As more and more people choose complementary practitioners alongside orthodox medical treatments, the public and medical profession are becoming more interested in the safe practice and efficacy of complementary therapies. Regulation balances the interests of consumer protection with the profession’s needs for agreed minimum standards and continued innovation and development. Unregulated therapies can be perceived as less safe, for example, due to the lack of nationally agreed training standards and disciplinary procedures. The public’s only course for redress in unregulated therapies is the Common Law – an expensive and long-winded legal action rather than the implementation of a professional disciplinary procedure.
What is regulation?
1. To control by rules.
2. To keep in order.
1. The act of regulating.
2. A rule or order.
(Source: Chambers Paperback Dictionary. Chambers Harrap Publishers, Edinburgh, 1992).
Regulation is defined as a process of controlling something through rules to keep it in order. It is often perceived as negative – words such as “control”, “rules” and “order” do not sit comfortably with therapies whose approach involves an holistic view of healthcare. However, regulation can be a positive development for the complementary therapy professions. In this situation, we can replace the negative terminology with positives such as “unifying”, “professional competence”, “good practice” and “public safety”.
Statutory Regulation and Voluntary Self-regulation
There are two categories of regulation applicable to the complementary therapy professions: voluntary self-regulation and statutory regulation. Statutory regulation is recommended in therapies where there is a higher possible risk to the public from poor practice. Most complementary therapies choose a voluntary self-regulatory system the most appropriate route for their therapy. See future information sheet “What is the difference between statutory regulation and voluntary self-regulation?”
What is Regulation?
Regulation acts as a framework for good practice – outlining minimum standards for accountable, safe and effective practice within a complementary therapy. In the healthcare environment, regulation involves establishing rules and standards for training, practice and registration, as well as the implementation of processes to tackle complaints and deal with disciplinary procedures.
Led and agreed by the profession – it requires openness within the whole profession to work together to agree standards. A framework for safe and accountable practise of complementary therapy. Helpful to the public when choosing a practitioner.
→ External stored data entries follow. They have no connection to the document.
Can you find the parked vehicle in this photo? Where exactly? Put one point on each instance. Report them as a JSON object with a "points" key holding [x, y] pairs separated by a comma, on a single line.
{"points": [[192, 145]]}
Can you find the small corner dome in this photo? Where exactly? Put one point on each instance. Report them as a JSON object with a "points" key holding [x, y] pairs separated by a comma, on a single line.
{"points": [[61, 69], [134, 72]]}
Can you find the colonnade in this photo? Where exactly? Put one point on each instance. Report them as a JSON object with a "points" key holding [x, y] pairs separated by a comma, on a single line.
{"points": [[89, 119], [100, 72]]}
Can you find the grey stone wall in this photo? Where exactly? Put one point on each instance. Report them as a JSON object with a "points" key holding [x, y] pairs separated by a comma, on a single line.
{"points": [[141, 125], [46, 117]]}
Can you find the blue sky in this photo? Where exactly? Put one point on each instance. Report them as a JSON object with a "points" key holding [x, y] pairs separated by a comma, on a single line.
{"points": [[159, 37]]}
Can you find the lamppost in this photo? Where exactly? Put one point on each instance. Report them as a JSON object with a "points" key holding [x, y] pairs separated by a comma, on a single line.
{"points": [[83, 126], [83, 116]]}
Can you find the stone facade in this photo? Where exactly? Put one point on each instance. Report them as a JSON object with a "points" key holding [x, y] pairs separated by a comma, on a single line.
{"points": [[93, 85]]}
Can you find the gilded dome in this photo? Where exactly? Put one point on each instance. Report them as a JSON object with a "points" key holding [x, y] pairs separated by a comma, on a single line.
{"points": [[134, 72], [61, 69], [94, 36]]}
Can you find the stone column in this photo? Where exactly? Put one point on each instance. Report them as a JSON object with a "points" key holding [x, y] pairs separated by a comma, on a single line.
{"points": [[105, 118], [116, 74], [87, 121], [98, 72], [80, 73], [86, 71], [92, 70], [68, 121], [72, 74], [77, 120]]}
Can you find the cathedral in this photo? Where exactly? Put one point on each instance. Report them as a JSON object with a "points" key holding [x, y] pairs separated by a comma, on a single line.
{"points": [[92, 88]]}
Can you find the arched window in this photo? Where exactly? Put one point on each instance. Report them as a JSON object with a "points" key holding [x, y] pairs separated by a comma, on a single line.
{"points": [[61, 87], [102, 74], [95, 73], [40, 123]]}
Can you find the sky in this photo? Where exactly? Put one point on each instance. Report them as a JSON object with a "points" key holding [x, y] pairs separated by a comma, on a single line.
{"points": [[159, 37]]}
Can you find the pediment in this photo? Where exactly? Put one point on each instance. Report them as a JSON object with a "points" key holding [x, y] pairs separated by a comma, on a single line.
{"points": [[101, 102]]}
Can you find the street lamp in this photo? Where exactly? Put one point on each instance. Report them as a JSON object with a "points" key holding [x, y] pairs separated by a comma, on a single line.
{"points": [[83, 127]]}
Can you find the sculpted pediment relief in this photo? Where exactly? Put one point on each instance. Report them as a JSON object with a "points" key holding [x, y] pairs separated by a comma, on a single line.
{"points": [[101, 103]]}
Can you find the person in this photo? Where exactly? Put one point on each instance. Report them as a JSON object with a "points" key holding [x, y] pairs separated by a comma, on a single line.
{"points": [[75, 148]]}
Helpful to practitioners by supporting their daily work and identifies good training providers for initial training and continuing professional development.
Government determined or imposed by Europe – British Common Law applies to the practice of complementary therapy. The medical profession imposing it’s standards on complementary therapy designed to undermine innovation and development within complementary therapy. Without help – complementary therapies can access external support from specialist agencies, for example, Skills for Health, the Prince of Wales’s Foundation for Integrated Health and business support agencies.
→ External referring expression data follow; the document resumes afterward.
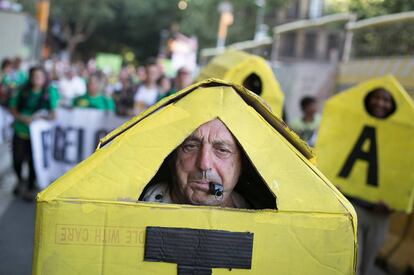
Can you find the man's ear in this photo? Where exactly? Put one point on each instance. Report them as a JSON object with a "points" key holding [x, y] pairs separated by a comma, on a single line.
{"points": [[171, 161]]}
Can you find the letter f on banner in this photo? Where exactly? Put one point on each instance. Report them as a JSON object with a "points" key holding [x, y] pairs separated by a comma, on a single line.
{"points": [[369, 155]]}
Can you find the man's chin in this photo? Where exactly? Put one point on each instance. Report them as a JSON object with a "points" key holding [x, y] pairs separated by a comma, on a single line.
{"points": [[203, 199]]}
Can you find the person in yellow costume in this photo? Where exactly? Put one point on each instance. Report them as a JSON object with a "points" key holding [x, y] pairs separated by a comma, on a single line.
{"points": [[373, 218], [205, 169]]}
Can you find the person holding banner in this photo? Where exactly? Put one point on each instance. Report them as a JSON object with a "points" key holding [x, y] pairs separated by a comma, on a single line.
{"points": [[35, 100], [147, 93], [94, 98]]}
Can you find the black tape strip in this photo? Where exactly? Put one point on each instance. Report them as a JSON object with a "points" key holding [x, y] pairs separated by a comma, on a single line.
{"points": [[191, 270], [199, 247]]}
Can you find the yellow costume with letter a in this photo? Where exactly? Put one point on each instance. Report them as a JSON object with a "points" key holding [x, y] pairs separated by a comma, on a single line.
{"points": [[237, 66], [366, 157], [90, 222]]}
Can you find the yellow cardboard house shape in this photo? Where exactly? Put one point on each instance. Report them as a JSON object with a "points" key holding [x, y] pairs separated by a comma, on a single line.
{"points": [[243, 68], [366, 157], [90, 222]]}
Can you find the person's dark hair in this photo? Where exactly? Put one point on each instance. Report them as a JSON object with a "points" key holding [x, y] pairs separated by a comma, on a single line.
{"points": [[253, 83], [150, 61], [163, 76], [306, 101], [32, 70], [5, 62], [371, 94], [25, 91]]}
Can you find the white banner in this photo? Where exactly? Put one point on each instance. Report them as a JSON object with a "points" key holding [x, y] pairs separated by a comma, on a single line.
{"points": [[61, 144]]}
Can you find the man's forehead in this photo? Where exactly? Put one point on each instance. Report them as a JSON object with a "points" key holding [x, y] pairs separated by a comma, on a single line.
{"points": [[213, 130]]}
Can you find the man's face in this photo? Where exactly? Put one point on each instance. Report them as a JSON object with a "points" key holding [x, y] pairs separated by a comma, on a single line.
{"points": [[209, 154], [380, 104]]}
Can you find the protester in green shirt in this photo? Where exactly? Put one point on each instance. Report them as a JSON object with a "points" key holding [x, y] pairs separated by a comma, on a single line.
{"points": [[94, 98], [33, 101], [307, 125]]}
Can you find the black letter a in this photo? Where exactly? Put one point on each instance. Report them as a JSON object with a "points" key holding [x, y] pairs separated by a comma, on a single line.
{"points": [[368, 133]]}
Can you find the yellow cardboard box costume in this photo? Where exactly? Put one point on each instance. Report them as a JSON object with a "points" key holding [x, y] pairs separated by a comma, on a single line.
{"points": [[90, 222], [369, 158], [243, 68]]}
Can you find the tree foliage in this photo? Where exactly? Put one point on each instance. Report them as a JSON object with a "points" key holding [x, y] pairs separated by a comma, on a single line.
{"points": [[89, 26]]}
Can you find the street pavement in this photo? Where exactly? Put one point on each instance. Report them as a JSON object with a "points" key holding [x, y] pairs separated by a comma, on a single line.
{"points": [[17, 219]]}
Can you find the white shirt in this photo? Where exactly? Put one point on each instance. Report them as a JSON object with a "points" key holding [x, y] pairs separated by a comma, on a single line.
{"points": [[70, 88], [146, 95]]}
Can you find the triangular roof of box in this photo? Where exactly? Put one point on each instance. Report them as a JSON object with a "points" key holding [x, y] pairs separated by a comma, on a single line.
{"points": [[130, 156], [236, 66]]}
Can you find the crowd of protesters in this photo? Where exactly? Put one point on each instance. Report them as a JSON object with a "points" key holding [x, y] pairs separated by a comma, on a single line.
{"points": [[37, 91]]}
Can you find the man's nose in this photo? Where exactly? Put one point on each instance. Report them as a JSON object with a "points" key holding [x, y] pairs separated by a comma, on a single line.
{"points": [[204, 161]]}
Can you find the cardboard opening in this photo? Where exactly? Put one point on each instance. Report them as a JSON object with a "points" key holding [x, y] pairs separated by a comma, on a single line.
{"points": [[251, 185], [386, 98]]}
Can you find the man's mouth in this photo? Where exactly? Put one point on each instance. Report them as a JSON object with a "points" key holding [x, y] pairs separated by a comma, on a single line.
{"points": [[202, 185]]}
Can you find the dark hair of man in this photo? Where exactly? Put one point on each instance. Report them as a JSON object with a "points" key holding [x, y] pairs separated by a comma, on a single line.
{"points": [[6, 62], [371, 94], [44, 100], [150, 61]]}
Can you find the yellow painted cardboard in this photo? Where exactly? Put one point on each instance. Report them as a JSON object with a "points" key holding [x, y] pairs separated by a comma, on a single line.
{"points": [[344, 118], [235, 66], [89, 220]]}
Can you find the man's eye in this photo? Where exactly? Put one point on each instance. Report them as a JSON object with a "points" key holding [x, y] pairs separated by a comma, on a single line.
{"points": [[223, 151], [190, 147]]}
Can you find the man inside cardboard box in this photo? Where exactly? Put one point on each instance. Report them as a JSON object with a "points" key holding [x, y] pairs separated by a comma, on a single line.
{"points": [[205, 169]]}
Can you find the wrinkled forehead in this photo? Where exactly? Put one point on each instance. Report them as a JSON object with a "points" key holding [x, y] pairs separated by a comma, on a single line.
{"points": [[214, 130]]}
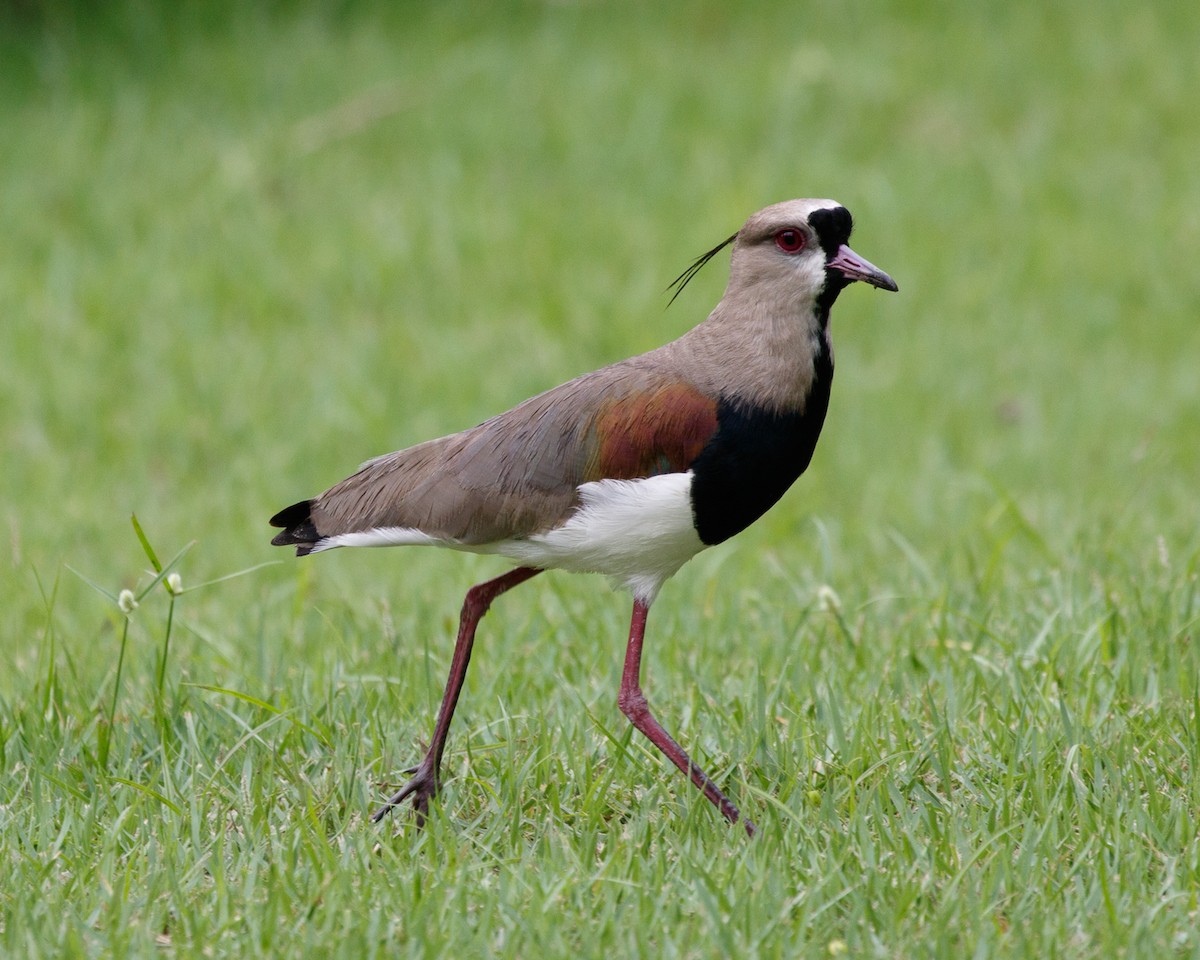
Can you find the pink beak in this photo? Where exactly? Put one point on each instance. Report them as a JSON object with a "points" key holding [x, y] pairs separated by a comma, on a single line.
{"points": [[852, 267]]}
Regulation Does it have to be a medical model?
Regulation for the complementary medicine professions does not result in the adoption of a medical model of regulation. Each complementary therapy develops it’s own voluntary self-regulatory framework, using the core features of regulation.
The aim of regulation in the healthcare environment is to protect the public and the profession.
The purpose of regulation is to establish a nation-wide, professionally determined and independent standard of training, conduct and competence for each profession for the protection of the public and guidance of practitioners and employers.